I make it a point on my walks and in my life to see homeless people when our paths cross. And by “see” I mean that I look at their faces and often say good morning. It is not unusual for me to give them a couple of bucks, and now a mask is often included with the cash. When I looked at A, he looked hungry so I gave him a little more than I usually do and asked him how he was doing. As he answered, he started to cry and told me that he was scared.
The story A told me is not an unusual one. He had been living with someone, they had gotten sick, the family came in, accused him of stealing, and kicked him out.
As many of us have probably felt when encountering a painful situation, I wanted to help but I didn’t know what to do. It didn’t look like the homelessness response system was going to be in a position to help him. He was 25 years old, so too old for TAY (Transition Age Youth) services. He looked to be in good health, so I wouldn’t be able to get him into a SIP (Shelter in Place) Hotel, and he had not been on the streets long enough to be considered chronically homeless and qualify for ACE (Adult Coordinated Entry).
All of our superpower acronyms were powerless to get this scared young man off the streets and somewhere safe.
So, I did the only thing I could think of and asked what he would like to do. He said he wanted to call his mom — he hadn’t seen her in a year.
I handed him my phone. He called his mom. She answered, as if she had been expecting the call the entire time.
A told her he was scared. His mom said, “come home.” I took him to the train station, bought him a ticket to Auburn, and he was home for dinner.
I am not naïve.
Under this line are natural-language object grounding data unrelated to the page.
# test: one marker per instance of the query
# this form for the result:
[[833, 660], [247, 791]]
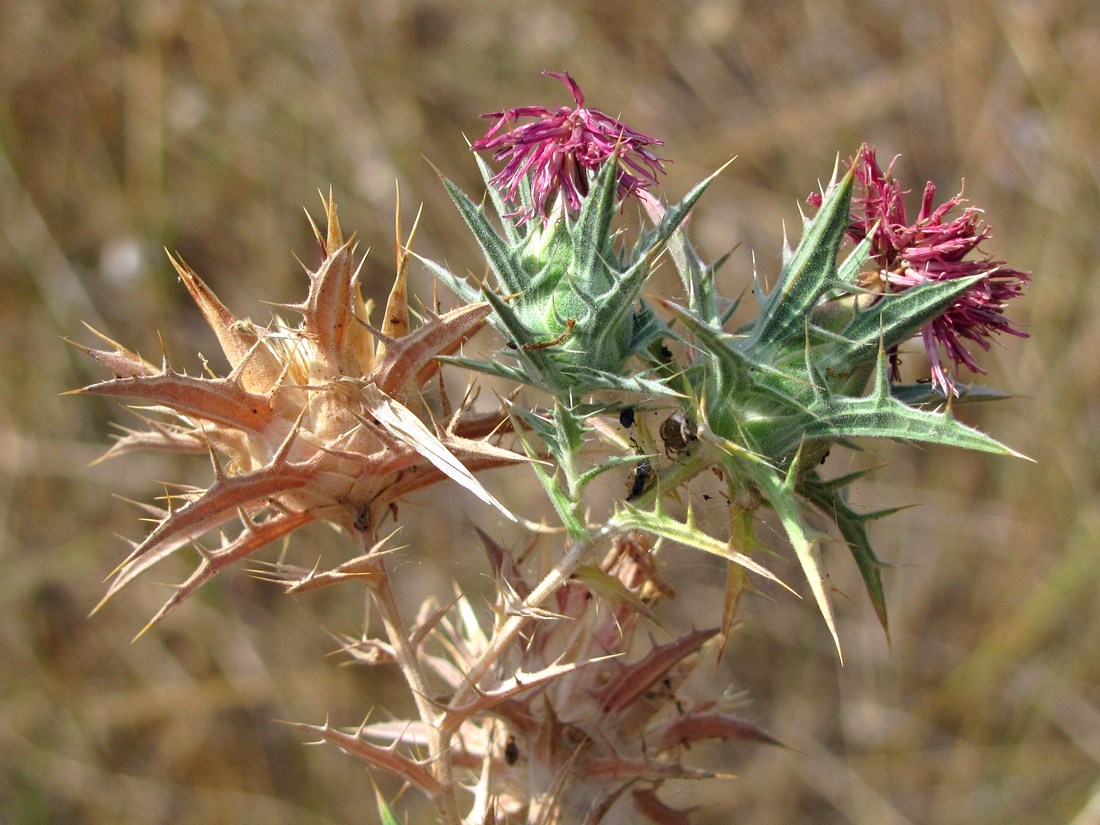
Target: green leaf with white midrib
[[809, 274]]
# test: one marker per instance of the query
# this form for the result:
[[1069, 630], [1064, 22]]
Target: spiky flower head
[[934, 248], [559, 151], [584, 713], [311, 422]]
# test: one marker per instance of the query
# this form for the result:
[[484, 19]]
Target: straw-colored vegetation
[[205, 128]]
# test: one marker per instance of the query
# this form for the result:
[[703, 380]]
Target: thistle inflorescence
[[562, 701]]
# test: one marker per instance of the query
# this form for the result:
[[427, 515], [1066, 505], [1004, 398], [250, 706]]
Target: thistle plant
[[563, 701]]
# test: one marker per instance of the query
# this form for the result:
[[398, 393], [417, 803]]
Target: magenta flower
[[560, 146], [934, 248]]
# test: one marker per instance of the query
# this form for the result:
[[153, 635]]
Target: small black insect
[[510, 751], [678, 431], [641, 479]]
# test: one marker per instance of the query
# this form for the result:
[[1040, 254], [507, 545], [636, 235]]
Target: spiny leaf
[[809, 274], [780, 495], [660, 524], [499, 256]]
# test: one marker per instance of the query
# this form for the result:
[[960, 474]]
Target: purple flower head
[[934, 248], [561, 146]]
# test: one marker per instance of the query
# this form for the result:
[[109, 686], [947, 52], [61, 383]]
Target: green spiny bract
[[810, 372], [570, 299]]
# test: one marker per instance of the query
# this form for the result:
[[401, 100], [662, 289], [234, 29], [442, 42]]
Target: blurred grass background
[[206, 127]]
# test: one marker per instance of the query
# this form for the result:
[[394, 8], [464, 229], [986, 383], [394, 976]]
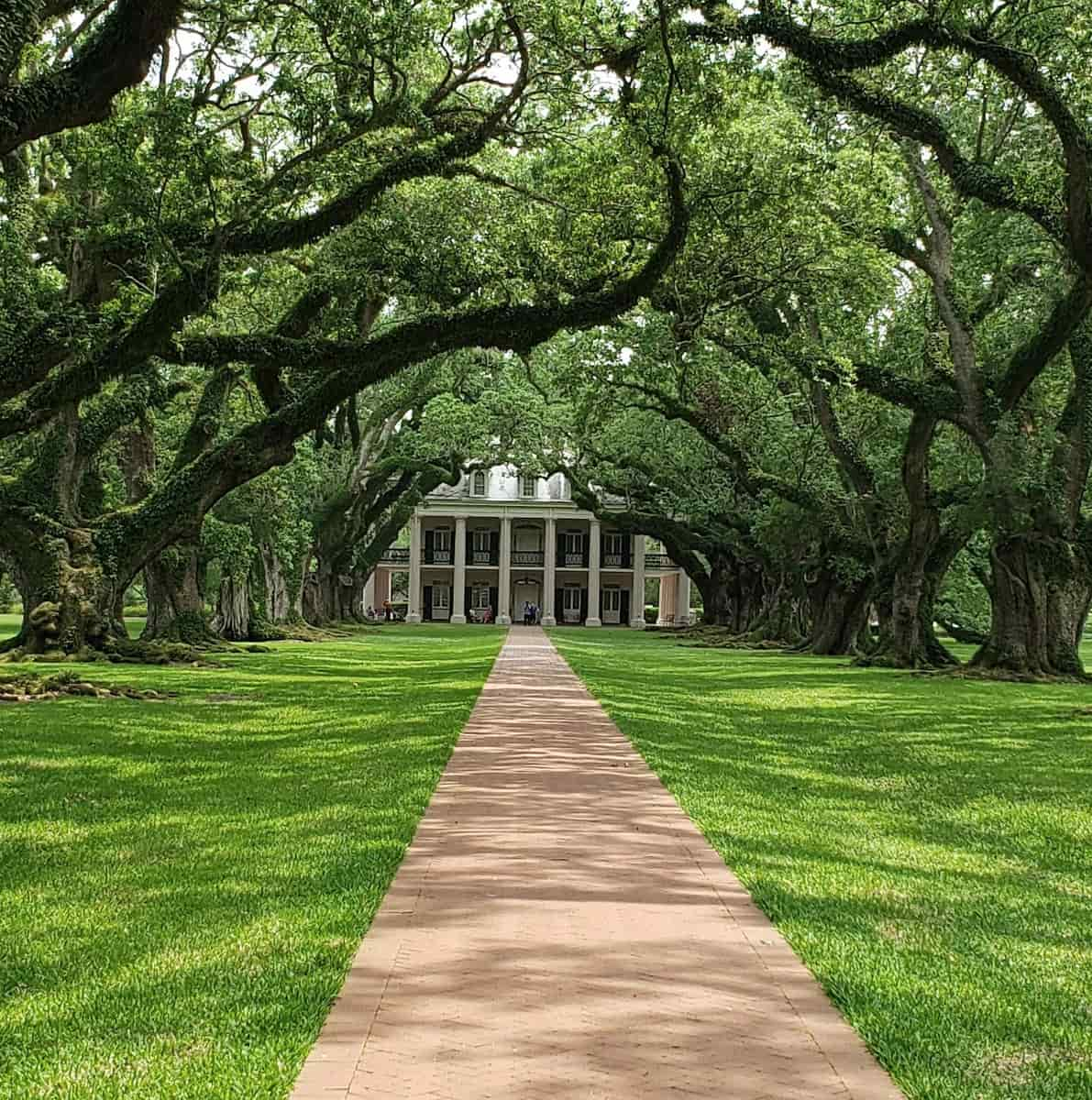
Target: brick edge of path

I know, from personal experience, a lot about drug and alcohol addiction; which tells me that A has a lot of work to do to make sure that his meth addiction doesn’t put him on the streets again. But, he’s off the streets and with his family now — he caught a break.
Often that’s all you can ask for.
Actually, the train ticket home was the easy part – a short car ride and $35. The hard part was forming a circle of care including this young man, myself, and most importantly his mom. The circle was formed at the bottom of some steps, made possible by a cell phone and fueled by hope. A had to believe that he could get help if he asked for it, I had to believe that it was possible to help, and his mother had to hope every day for a year that her son would call.
The biggest challenge we face in San Francisco around homelessness is not a lack of resources or a comprehensive strategy or community-wide transparency and accountability. Sure, these are all challenges that we must meet in order to reduce chronic homelessness by 50% by 2022—a goal that the Chronic Homelessness Initiative at Tipping Point shares with the City.
Most importantly, we have to believe that every homeless person can catch a break and that we all have a part to play in creating that reality.
The good news is that our work at the All In campaign shows that San Franciscans believe that this is possible. So the next time you venture out, think about how you might be a neighbor to someone on the street. Maybe it’s as simple as eye contact and a smile. Maybe it’s striking up a conversation. Your actions could be the spark of hope in someone’s life.
Of course, it will take more than hope to address the homelessness challenge in San Francisco but that has to be the foundation on which our efforts are based.